Join your friends and neighbors with the return of Essex Historical Society's (EHS) popular Winter Lecture Series, hosted by our partners at Essex Meadows. This year's theme highlights the American Revolution. The Series continues on Sunday, January 11, at 3pm with the topic “The Bruning of New London” presented by , author of book: Homegrown Terror: Benedict Arnold and the Burning of New London.
Author Eric D. Lehman will share a historical look back at the infamous Benedict Arnold presented in his recent book, Homegrown Terror: Benedict Arnold and the Burning of New London. He will discuss the life of this complicated Connecticut native, including the September 6, 1781, attack of his home state, when he led 1,600 British soldiers and loyalists to capture Fort Griswold and burn down the town of New London. This fascinating story also sheds light on the ethics of the dawning nation and the way colonial America responded to betrayal and terror.

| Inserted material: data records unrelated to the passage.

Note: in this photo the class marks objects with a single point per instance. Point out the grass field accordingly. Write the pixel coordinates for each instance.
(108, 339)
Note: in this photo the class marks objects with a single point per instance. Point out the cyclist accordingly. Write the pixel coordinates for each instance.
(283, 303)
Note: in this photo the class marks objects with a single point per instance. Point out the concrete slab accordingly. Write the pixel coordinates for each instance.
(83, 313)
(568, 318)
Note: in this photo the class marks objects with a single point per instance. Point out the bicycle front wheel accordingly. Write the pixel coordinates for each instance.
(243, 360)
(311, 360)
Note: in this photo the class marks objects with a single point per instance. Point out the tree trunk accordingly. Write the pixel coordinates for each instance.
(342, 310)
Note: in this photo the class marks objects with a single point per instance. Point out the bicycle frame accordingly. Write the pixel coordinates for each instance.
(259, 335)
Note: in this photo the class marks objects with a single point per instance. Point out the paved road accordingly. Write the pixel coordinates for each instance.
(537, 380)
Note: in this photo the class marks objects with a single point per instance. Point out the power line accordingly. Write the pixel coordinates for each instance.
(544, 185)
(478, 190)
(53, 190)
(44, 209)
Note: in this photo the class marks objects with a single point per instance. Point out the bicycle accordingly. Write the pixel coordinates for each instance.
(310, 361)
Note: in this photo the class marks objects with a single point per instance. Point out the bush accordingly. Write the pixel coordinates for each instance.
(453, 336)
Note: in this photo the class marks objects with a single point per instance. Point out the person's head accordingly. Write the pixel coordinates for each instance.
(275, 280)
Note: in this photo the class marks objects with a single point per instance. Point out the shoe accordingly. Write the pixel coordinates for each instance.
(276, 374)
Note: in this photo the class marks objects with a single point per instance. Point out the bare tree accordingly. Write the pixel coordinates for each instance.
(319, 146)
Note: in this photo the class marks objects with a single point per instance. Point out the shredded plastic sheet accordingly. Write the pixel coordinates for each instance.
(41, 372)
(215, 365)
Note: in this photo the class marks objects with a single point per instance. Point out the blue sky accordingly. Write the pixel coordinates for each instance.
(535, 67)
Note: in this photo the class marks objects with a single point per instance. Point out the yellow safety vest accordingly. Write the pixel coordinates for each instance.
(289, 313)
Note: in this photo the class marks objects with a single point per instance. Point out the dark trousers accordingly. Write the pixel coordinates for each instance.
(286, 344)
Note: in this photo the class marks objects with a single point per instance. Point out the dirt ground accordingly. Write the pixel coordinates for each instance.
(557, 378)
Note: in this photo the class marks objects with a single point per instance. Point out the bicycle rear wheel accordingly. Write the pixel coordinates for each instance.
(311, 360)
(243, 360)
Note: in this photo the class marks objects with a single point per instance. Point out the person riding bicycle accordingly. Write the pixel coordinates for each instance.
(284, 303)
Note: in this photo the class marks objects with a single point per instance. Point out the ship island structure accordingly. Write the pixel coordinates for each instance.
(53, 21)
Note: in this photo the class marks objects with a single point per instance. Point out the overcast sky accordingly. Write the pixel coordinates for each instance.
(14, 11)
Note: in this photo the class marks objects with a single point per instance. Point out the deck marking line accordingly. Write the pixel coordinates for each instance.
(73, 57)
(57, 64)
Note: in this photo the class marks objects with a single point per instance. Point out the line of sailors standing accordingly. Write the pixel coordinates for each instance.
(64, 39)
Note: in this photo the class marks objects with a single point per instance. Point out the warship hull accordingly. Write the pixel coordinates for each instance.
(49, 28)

All Winter Lecture Series talks are free and open to the public, held in beautiful Hamilton Hall at Essex Meadows, 30 Bokum Road, Essex. Doors open at 2:30 pm, and seating is on a first-come, first-served basis. For more information, please contact EHS at 860-767-0681 or mjosefiak@essexhistory.org
Eric Lehman is an Associate Professor of English at the University of Bridgeport and the author of 22 books, including New England Nature, A History of Connecticut Food, and Becoming Tom Thumb: Charles Stratton, P.T. Barnum, and the Dawn of American Celebrity, which won the Henry Russell Hitchcock Award from the Victorian Society in America and was chosen by the American Library Association as one of the best university press books of the year. His novel 9 Lupine Road and his novella Shadows of Paris were both finalists for the Connecticut Book Award.